Review of MCC Theater's Collective Rage: A Play in 5 Betties at Lucille Lortel Theatre

Donna Herman
Donna Herman

Jen Silverman's Collective Rage: A Play in 5 Betties is as smart and unflinching as it is funny. The New York premiere is a riveting rollercoaster, powered by the sensitive direction of Mike Donahue, and the dazzling performances of all 5 Betties. Bravo to MCC Theater for picking a winner, and to canny audiences who look to Off-Broadway for their theater choices.
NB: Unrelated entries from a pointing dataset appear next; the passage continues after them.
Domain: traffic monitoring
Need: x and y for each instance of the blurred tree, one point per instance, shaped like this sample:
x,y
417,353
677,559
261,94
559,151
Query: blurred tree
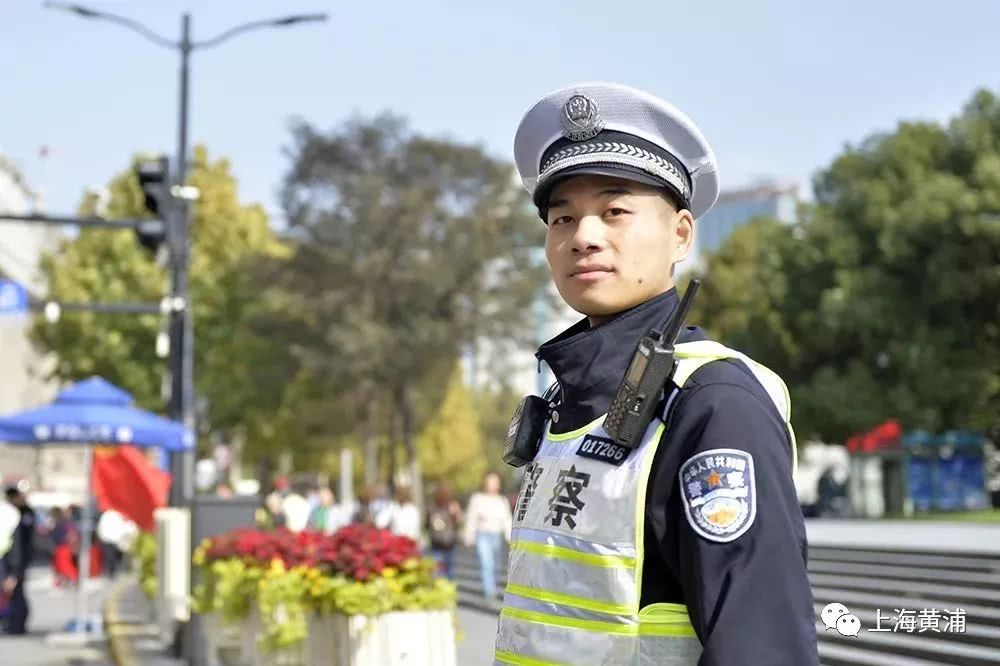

If you didn't have an idea of what your evening was going to be like when you arrive, you figure it out pretty quickly. The stage is bare of any furniture, but over the top, in big letters, is projected the following: "IN ESSENCE, A QUEER AND OCCASIONALLY HAZARDOUS EXPLORATION; DO YOU REMEMBER WHEN YOU WERE IN MIDDLE SCHOOL AND YOU READ ABOUT SHACKLETON AND HOW HE EXPLORED THE ANTARCTIC?; IMAGINE THE ANTARCTIC AS A PUSSY AND IT'S SORT OF LIKE THAT."

Betty 2 (Adina Verson), who turns out to be the most daring Shackleton of the bunch, is a middle class, repressed and friendless young married woman. Her journey begins with a first time look at her pussy in a hand mirror during a dinner party thrown by Betty 3 (Ana Villafañe).  (By the way, if you're not comfortable with the word "pussy", this play is not for you.)  Betty 3 is a beautiful, volatile, bi-sexual Latinx who is constantly getting into fights wherever she goes. She quits her hated job at Sephora after seeing her first play and deciding that what she wants is a life in the thea-tuh.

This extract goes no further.